I Do Not Come to You By Chance
- Author: Adaobi Tricia Nwaubani
- Language: English
- Genre: Literary Fiction
- Publisher: Hachette Books
- Publication place: Nigeria
- Media type: Print (paperback)
- Pages: 416 pp (first edition)
- ISBN: 978-1-4013-2311-0 (first edition)
- OCLC: 262885023

= I Do Not Come to You By Chance =

2009 novel Adaobi Tricia Nwaubani

I Do Not Come to You By Chance is a 2009 novel by Nigerian writer Adaobi Tricia Nwaubani.

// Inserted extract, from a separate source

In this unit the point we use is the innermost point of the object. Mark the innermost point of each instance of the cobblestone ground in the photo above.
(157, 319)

It is her debut novel, which was published on 1 May 2009 by Hachette Books, an imprint of Perseus Books Group.

==Plot summary==
I Do Not Come to You By Chance follows Kingsley Ibe, a newly minted engineering graduate from an upstanding middle-class Nigerian family. After a crisis plunges his family into financial distress and unable to find a job, he turns to his uncle Boniface in desperation. Known as Cash Daddy, Boniface is an email scammer and "419" kingpin— named after the 419 section of the Nigerian criminal code—and willingly draws Kingsley into the dark underbelly world of email scamming.

==Reception==
- 2010: Commonwealth Writers Prize for Best First Book (Africa).
- 2010: Betty Trask First Book Award.
- 2010: Wole Soyinka Prize for Literature in Africa finalist.
- 2012: Nigeria Prize for Literature shortlist.
- The Washington Post Best Books 2009.

== Film adaptation ==
The film adaptation was directed by Ishaya Bako and was executively produced by Genevieve Nnaji. It premiered at the 2023 Toronto International Film Festival.